Keywords: N, P, K, nutrient use efficiency, biomass yield, sowing date, forage quality


Corn is one of the most-produced cereal crops in the world (Wrigley, 2017). It is a major forage for ruminants essentially due to its high dry matter yields and low production cost (Allen et al., 2003). The sowing date is a key factor for corn productivity (Kotch et al., 1995). Mostly, corn-sowing time determines the possibility of producing additional crops within the year. Indeed, it is essential for multiple-annual cropping systems (Maresma et al., 2021). The importance of corn sowing date was related to its biomass production (Djaman et al., 2022; Long et al., 2017; Zhang et al., 2019). The negative impacts of corn planting delay have been reported in the literature (Abdala et al., 2018; Maresma et al., 2019; Tsimba et al., 2013). Important delays in sowing significantly reduced grain yield by 74% (Khan et al., 2002). Shrestha et al. (2018) reported a decrease in both grain number per ear and 1000-kernel weight.

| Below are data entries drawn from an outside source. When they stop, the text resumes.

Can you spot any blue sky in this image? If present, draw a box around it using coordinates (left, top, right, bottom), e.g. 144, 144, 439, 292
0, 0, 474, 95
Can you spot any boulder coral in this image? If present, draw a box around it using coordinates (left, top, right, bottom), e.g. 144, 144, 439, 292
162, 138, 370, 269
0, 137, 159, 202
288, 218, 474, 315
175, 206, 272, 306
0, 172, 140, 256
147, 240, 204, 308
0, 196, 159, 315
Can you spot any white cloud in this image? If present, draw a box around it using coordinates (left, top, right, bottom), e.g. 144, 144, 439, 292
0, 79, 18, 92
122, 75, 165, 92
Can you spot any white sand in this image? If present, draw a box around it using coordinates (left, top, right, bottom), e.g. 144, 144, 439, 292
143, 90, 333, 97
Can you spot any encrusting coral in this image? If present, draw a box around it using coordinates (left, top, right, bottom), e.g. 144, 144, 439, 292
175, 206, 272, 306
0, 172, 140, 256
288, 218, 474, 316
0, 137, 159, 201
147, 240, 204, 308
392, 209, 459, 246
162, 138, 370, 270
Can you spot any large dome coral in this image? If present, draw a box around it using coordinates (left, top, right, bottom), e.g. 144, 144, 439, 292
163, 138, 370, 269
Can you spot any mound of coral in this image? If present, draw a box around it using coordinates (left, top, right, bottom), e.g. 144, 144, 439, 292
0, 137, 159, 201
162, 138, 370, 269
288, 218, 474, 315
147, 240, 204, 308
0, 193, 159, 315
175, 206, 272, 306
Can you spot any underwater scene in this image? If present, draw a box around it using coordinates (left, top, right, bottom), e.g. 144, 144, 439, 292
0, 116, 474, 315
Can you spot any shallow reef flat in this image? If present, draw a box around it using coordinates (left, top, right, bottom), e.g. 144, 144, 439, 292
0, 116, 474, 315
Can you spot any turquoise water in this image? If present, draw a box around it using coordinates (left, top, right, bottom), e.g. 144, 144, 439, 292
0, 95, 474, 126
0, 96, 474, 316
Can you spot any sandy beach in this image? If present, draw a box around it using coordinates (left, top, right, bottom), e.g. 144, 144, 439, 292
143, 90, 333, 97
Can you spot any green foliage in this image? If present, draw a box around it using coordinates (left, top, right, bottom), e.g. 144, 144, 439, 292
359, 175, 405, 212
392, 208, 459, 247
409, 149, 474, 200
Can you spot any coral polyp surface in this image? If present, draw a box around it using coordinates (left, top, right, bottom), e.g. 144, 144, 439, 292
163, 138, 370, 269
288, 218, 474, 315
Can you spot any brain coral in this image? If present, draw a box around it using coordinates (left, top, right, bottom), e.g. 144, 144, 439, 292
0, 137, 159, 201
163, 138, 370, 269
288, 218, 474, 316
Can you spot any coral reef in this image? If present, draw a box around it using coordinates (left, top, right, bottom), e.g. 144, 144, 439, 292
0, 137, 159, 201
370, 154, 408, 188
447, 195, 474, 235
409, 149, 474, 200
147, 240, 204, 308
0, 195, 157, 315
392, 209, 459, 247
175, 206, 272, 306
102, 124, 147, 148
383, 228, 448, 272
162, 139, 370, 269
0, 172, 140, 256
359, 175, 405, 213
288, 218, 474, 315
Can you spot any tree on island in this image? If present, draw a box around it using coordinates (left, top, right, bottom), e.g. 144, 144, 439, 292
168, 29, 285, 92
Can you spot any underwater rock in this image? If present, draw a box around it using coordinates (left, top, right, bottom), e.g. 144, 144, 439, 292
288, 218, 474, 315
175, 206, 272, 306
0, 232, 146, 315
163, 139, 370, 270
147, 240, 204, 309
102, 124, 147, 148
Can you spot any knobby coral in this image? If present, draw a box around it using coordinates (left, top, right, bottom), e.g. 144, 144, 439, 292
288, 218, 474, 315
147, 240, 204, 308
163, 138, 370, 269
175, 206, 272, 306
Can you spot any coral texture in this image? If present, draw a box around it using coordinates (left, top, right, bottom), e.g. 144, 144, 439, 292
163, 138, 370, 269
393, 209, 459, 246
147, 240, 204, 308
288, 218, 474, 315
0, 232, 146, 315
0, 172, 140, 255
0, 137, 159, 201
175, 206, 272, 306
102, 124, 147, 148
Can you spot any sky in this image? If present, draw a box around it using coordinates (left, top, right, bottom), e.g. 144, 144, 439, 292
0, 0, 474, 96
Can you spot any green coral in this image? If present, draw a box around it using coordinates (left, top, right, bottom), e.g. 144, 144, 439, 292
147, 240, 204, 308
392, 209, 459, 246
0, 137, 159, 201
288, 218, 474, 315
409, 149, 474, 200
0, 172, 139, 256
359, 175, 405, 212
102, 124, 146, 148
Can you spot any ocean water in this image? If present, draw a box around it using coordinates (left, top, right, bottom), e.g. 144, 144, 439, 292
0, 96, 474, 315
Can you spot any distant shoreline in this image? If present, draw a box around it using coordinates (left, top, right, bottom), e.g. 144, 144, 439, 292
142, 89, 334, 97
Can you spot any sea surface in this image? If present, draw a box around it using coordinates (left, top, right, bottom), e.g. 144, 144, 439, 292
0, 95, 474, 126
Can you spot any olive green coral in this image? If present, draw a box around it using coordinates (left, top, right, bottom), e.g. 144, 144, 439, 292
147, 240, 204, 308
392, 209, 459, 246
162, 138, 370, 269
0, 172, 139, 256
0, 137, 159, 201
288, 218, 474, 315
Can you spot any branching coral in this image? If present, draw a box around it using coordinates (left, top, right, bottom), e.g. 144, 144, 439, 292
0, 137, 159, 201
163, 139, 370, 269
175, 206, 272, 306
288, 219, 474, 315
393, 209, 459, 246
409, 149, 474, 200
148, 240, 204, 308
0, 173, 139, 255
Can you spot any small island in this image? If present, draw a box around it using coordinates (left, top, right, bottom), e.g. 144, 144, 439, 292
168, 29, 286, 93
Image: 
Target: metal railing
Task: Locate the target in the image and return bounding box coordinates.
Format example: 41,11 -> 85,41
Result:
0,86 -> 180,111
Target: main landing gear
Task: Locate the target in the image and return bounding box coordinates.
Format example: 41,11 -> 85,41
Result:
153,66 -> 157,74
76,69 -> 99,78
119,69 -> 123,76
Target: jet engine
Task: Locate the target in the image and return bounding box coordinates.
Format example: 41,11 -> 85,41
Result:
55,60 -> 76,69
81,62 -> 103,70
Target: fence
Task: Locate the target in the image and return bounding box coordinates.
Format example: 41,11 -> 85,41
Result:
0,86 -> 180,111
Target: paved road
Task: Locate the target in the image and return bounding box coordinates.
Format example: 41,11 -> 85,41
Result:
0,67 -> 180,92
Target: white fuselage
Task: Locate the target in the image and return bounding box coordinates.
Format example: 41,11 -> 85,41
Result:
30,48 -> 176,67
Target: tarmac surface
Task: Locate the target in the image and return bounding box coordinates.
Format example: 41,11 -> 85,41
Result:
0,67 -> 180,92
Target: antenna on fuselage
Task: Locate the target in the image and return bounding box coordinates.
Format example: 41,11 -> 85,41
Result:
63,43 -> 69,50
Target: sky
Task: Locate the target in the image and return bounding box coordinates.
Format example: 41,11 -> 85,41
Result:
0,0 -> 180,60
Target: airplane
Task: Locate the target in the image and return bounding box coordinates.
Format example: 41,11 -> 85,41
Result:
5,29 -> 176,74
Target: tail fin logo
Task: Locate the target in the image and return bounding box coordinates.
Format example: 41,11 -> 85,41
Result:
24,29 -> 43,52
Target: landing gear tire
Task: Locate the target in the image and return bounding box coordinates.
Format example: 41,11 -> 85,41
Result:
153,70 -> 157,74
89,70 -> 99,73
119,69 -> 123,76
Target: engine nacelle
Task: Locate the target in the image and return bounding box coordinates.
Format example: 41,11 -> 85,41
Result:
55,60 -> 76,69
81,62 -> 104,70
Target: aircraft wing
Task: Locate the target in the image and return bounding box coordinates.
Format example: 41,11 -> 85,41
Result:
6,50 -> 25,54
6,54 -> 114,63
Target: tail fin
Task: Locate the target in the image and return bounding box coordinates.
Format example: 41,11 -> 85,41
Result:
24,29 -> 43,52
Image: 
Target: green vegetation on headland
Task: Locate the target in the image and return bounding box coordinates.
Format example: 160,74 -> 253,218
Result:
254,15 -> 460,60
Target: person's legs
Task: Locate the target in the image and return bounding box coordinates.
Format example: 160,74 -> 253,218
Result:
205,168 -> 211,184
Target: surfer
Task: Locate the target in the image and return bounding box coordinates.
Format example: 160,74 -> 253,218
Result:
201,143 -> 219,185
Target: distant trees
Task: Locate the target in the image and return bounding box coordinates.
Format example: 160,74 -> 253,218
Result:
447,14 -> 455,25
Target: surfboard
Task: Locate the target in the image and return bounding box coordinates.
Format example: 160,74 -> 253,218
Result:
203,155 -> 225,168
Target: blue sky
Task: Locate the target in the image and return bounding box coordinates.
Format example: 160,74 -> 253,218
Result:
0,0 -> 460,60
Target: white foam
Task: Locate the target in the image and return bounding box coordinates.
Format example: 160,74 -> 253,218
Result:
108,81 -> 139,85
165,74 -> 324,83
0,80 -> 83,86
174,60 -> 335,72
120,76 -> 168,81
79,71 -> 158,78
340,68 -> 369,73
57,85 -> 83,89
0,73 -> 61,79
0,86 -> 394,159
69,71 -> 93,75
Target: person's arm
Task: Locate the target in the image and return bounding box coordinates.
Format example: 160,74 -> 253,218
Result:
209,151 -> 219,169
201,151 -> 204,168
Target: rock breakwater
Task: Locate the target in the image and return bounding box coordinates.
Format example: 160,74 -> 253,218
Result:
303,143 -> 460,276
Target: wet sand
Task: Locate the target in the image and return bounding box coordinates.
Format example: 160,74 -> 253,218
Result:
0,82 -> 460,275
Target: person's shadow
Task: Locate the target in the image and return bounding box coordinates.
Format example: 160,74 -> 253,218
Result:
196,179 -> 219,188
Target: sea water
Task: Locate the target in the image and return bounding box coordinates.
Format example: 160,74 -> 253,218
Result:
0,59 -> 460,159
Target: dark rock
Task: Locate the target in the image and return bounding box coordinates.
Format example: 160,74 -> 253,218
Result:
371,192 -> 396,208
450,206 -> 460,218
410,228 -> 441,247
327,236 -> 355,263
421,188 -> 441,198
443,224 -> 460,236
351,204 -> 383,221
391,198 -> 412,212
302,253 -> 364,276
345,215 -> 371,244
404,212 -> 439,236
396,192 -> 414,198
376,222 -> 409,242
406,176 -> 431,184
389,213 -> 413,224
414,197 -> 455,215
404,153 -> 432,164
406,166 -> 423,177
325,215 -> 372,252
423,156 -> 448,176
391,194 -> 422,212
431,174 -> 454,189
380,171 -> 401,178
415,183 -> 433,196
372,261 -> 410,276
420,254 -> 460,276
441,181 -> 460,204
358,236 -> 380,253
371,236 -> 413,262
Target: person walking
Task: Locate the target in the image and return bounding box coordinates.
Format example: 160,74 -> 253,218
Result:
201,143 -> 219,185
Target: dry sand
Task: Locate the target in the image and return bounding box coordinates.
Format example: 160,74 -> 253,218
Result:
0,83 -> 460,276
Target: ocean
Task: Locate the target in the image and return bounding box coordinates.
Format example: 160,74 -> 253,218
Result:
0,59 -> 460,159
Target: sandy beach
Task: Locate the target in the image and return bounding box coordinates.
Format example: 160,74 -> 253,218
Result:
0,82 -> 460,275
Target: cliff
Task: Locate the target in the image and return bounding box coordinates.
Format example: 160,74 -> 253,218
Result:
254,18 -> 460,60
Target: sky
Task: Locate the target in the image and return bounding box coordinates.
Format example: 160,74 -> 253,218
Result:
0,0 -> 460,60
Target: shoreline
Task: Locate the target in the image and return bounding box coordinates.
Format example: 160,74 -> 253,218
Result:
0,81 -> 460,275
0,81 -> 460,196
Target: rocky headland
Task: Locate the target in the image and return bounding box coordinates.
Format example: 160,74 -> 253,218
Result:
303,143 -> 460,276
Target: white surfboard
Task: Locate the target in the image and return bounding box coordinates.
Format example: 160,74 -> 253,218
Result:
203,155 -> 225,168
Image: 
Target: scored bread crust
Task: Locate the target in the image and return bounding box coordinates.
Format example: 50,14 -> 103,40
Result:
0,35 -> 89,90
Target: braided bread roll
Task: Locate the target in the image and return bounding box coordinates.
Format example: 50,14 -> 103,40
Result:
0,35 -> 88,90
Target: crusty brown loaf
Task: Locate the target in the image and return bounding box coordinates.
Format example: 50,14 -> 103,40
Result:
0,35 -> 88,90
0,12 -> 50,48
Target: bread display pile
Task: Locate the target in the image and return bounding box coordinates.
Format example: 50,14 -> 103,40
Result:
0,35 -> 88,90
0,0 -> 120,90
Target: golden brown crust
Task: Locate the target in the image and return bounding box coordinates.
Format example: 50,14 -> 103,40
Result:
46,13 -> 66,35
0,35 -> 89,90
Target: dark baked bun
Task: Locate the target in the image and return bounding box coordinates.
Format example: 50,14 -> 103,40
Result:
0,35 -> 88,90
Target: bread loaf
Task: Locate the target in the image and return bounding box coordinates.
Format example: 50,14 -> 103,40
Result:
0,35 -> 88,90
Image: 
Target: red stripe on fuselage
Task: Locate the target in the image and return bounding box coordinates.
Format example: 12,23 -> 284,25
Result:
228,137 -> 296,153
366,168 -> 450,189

In contrast, Zhang et al. (2019) reported a higher 1000-kernel weight with late sowing dates than with early sowing dates.

Besides biomass production and its allocation, forage quality is a major component of forage production. Delaying corn sowing has been reported to induce a decrease in forage quality (Opsi et al., 2013). Neutral detergent fiber (NDF) and acid detergent fiber (ADF) were among the main quality parameters affected by late sowing dates of corn. Shirkhani et al. (2012) reported an increased NDF and ADL contents in early July corn compared to mid-June. Elsewhere, early planted corn resulted in the highest uptake of nutrient elements, especially nitrogen, potassium, and potassium (Banotra et al., 2017). Precisely, late-sown corn resulted in low agronomic efficiency of nitrogen (Kuneski et al., 2020) compared to early-sown corn.

Under Mediterranean irrigated conditions, spring corn should be planted around mid-May for double annual forage cropping systems (Maresma et al., 2019). However, no recommendations have been reported for summer corn following a spring forage crop. In the sandy soil of the Loukkos area (Northern Morocco), silage corn is usually produced twice a year; from March to July and from July to November (Aït Houssa et al., 2008). Both spring and summer corn are supplied with the same amounts of nutrient elements. However, the authors reported that spring corn yields (around 61 t.ha-1 green yield) are higher than the summer ones (around 42 t.ha-1 green yield). This study aimed to determine the impacts of sowing delay on biomass production, nutrient uptake, and forage quality of summer corn in this southern Mediterranean region.


Experimental site

A field experiment was conducted in 2019. The experimental site was located in the Loukkos area (northern Morocco, 35°00’N, 6°12’W, 30 m above sea level). The soil was sandy (86.4% sand) with low organic matter level (1.1%). The other soil properties are reported in Table 1.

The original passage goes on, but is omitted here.